SmolVLM is a model that can process visual input and generate textual output. It distinguishes itself by requiring significantly less GPU power than comparable models, about half the resources.
Hugging Face describes SmolVLM as an “open multimodal model” that accepts arbitrary combinations of visual and text input and generates text output. The model is versatile: It can answer questions about images, describe visual content, create stories based on multiple images, or function as a traditional language model without visual input.

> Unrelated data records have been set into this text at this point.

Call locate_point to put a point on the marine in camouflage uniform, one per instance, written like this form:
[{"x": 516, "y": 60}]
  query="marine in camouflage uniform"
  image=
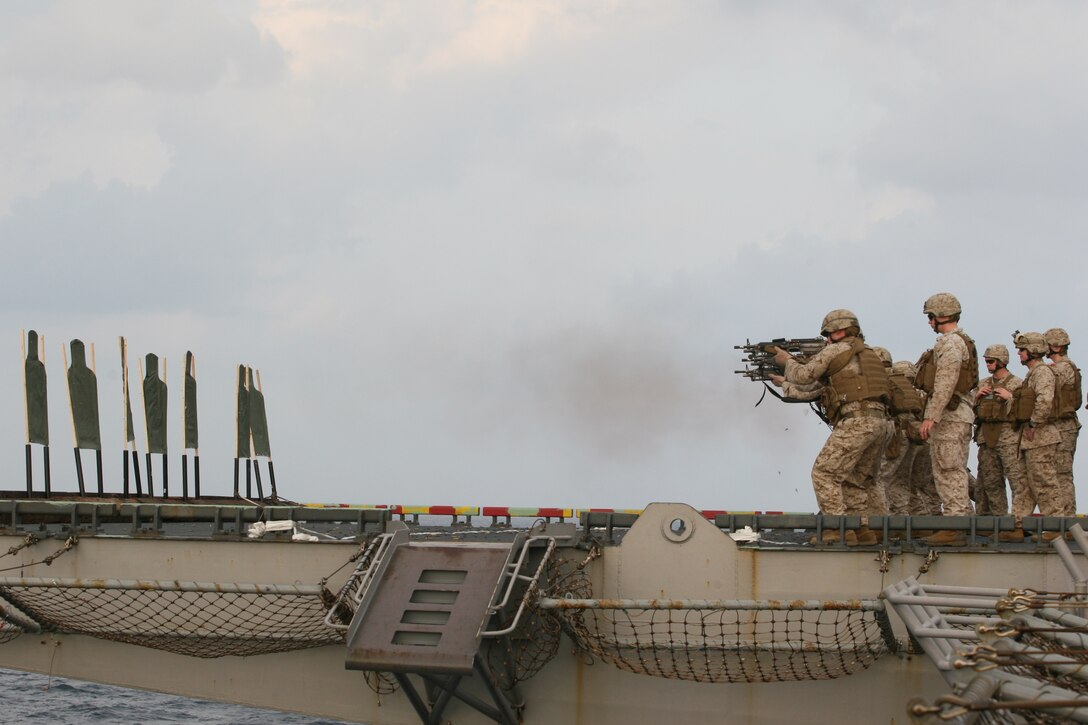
[
  {"x": 999, "y": 441},
  {"x": 1068, "y": 402},
  {"x": 893, "y": 476},
  {"x": 947, "y": 373},
  {"x": 852, "y": 386},
  {"x": 1033, "y": 407}
]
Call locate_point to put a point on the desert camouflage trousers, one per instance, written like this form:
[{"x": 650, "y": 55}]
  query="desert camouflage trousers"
[
  {"x": 906, "y": 477},
  {"x": 924, "y": 498},
  {"x": 893, "y": 476},
  {"x": 844, "y": 471},
  {"x": 949, "y": 442},
  {"x": 1066, "y": 450},
  {"x": 996, "y": 465},
  {"x": 1054, "y": 496}
]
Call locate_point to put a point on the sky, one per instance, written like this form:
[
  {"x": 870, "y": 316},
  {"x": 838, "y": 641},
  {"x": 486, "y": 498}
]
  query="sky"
[{"x": 498, "y": 254}]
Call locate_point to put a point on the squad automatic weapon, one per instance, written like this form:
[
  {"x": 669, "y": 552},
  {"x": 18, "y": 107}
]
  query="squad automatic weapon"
[{"x": 759, "y": 364}]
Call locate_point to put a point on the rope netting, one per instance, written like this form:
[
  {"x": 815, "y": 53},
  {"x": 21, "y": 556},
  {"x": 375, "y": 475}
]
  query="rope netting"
[
  {"x": 1038, "y": 656},
  {"x": 199, "y": 619},
  {"x": 9, "y": 631},
  {"x": 724, "y": 641},
  {"x": 535, "y": 641}
]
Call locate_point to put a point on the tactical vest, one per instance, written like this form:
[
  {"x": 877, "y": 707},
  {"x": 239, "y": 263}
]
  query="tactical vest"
[
  {"x": 992, "y": 415},
  {"x": 845, "y": 385},
  {"x": 904, "y": 396},
  {"x": 1024, "y": 402},
  {"x": 991, "y": 408},
  {"x": 968, "y": 371},
  {"x": 1068, "y": 395}
]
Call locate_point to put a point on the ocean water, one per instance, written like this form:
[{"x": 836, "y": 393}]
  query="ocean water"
[{"x": 28, "y": 697}]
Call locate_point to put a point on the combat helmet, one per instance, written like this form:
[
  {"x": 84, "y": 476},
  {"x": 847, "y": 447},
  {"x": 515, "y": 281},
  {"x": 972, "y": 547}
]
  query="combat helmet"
[
  {"x": 839, "y": 319},
  {"x": 943, "y": 304},
  {"x": 1033, "y": 342},
  {"x": 1056, "y": 336},
  {"x": 884, "y": 355},
  {"x": 997, "y": 352}
]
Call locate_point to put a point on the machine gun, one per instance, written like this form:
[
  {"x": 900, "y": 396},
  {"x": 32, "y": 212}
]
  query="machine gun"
[
  {"x": 759, "y": 358},
  {"x": 759, "y": 365}
]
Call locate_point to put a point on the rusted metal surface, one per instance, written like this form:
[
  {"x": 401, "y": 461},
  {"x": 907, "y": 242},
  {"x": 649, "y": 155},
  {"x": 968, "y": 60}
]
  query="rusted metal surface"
[
  {"x": 456, "y": 582},
  {"x": 855, "y": 604}
]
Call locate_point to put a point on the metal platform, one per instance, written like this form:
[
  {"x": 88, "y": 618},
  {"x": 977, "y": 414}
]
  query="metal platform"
[{"x": 423, "y": 609}]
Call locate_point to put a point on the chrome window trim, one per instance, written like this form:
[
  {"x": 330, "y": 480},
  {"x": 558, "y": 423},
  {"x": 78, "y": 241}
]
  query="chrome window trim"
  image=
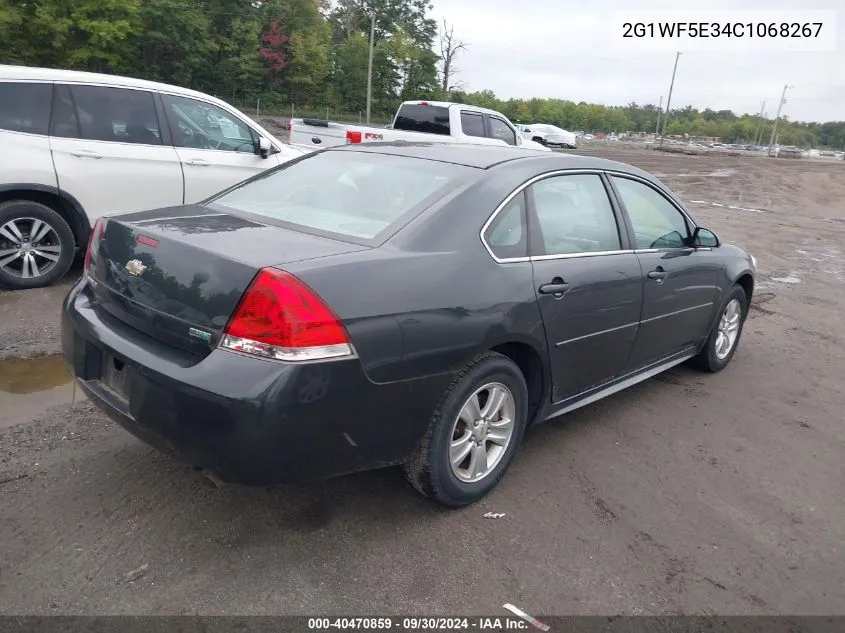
[
  {"x": 545, "y": 258},
  {"x": 519, "y": 190}
]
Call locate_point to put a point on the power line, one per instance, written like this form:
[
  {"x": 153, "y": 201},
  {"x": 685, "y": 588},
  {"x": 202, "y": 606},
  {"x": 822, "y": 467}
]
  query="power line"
[{"x": 669, "y": 98}]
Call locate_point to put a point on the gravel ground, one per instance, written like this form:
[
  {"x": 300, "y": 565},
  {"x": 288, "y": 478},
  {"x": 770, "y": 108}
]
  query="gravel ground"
[{"x": 688, "y": 493}]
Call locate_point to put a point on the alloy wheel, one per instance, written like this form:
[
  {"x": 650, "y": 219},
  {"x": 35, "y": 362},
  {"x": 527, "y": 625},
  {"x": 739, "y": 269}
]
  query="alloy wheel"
[
  {"x": 29, "y": 247},
  {"x": 728, "y": 330},
  {"x": 482, "y": 432}
]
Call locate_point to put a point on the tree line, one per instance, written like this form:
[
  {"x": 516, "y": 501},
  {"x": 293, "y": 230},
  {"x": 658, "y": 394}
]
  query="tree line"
[
  {"x": 724, "y": 124},
  {"x": 313, "y": 55}
]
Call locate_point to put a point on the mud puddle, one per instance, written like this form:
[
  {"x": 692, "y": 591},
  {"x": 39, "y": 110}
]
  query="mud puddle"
[{"x": 29, "y": 386}]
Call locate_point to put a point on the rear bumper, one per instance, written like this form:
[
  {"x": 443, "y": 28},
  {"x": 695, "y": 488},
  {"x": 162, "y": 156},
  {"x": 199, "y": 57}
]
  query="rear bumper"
[{"x": 247, "y": 420}]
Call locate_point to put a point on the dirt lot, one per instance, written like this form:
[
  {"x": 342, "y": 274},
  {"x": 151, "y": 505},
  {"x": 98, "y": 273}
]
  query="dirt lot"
[{"x": 686, "y": 494}]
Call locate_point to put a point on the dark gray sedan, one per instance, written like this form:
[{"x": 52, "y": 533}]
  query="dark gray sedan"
[{"x": 396, "y": 304}]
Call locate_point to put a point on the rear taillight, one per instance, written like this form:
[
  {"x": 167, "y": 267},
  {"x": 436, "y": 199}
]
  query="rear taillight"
[
  {"x": 280, "y": 317},
  {"x": 93, "y": 242}
]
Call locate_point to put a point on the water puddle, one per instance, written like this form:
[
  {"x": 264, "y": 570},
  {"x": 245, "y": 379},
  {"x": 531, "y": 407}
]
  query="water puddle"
[{"x": 29, "y": 386}]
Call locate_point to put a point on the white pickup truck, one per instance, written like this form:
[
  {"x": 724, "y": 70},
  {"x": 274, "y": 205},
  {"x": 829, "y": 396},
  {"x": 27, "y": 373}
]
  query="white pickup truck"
[{"x": 429, "y": 121}]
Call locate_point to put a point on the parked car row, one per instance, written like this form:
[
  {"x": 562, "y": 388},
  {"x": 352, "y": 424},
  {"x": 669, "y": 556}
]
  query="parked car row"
[
  {"x": 415, "y": 122},
  {"x": 76, "y": 146}
]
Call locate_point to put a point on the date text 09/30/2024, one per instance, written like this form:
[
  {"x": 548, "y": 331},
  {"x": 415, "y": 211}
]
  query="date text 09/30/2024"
[{"x": 509, "y": 623}]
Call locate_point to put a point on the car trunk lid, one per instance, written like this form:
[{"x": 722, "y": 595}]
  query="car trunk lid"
[{"x": 178, "y": 274}]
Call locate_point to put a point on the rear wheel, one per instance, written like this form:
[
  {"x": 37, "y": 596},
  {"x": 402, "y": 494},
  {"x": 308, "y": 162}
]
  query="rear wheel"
[
  {"x": 723, "y": 341},
  {"x": 474, "y": 433},
  {"x": 36, "y": 245}
]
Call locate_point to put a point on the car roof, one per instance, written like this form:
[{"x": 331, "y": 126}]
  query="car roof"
[
  {"x": 488, "y": 156},
  {"x": 30, "y": 73}
]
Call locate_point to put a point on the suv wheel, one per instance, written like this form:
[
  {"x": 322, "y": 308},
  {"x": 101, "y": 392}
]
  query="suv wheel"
[{"x": 36, "y": 245}]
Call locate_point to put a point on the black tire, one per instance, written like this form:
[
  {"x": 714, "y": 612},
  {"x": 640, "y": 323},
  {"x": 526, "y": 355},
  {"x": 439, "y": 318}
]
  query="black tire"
[
  {"x": 11, "y": 273},
  {"x": 429, "y": 469},
  {"x": 707, "y": 359}
]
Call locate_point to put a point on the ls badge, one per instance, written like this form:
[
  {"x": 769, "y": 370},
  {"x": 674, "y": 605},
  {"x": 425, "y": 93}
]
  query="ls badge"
[
  {"x": 203, "y": 336},
  {"x": 135, "y": 267}
]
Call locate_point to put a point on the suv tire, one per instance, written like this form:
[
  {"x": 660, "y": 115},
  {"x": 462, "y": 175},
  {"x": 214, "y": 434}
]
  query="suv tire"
[{"x": 37, "y": 246}]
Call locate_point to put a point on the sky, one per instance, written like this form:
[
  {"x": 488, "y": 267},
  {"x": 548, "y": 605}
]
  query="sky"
[{"x": 574, "y": 50}]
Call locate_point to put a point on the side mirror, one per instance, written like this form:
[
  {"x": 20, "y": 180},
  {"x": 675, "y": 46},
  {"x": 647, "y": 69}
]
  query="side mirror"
[{"x": 704, "y": 238}]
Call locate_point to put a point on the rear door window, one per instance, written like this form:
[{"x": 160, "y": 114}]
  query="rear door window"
[
  {"x": 99, "y": 113},
  {"x": 574, "y": 216},
  {"x": 502, "y": 131},
  {"x": 423, "y": 118},
  {"x": 25, "y": 107},
  {"x": 472, "y": 124},
  {"x": 358, "y": 195}
]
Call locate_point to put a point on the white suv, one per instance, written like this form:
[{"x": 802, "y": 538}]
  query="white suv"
[{"x": 75, "y": 146}]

SmolVLM can be an interesting option for companies, especially given the high cost of implementing large language models in organizations. Multimodal models, which process text and visual input, can be particularly costly because they require high IT resources, such as computing power.
New way of working
For SmolVLM, Hugging Face significantly modified the architecture, resulting in a model that requires 5.02 GB of RAM. For example, this is significantly less than InternVL2 2B, which requires 10.52 GB of memory. This more efficient approach makes SmolVLM suitable for on-device applications, with the model continuing to deliver strong performance.
Technically, Hugging Face applies a new image compression method, allowing the model to make faster decisions with less RAM usage. SmolVLM uses 81 visual tokens to encode image patches of 384×384 pixels. Larger images are divided into patches that are encoded separately. This keeps the model running efficiently without compromising performance.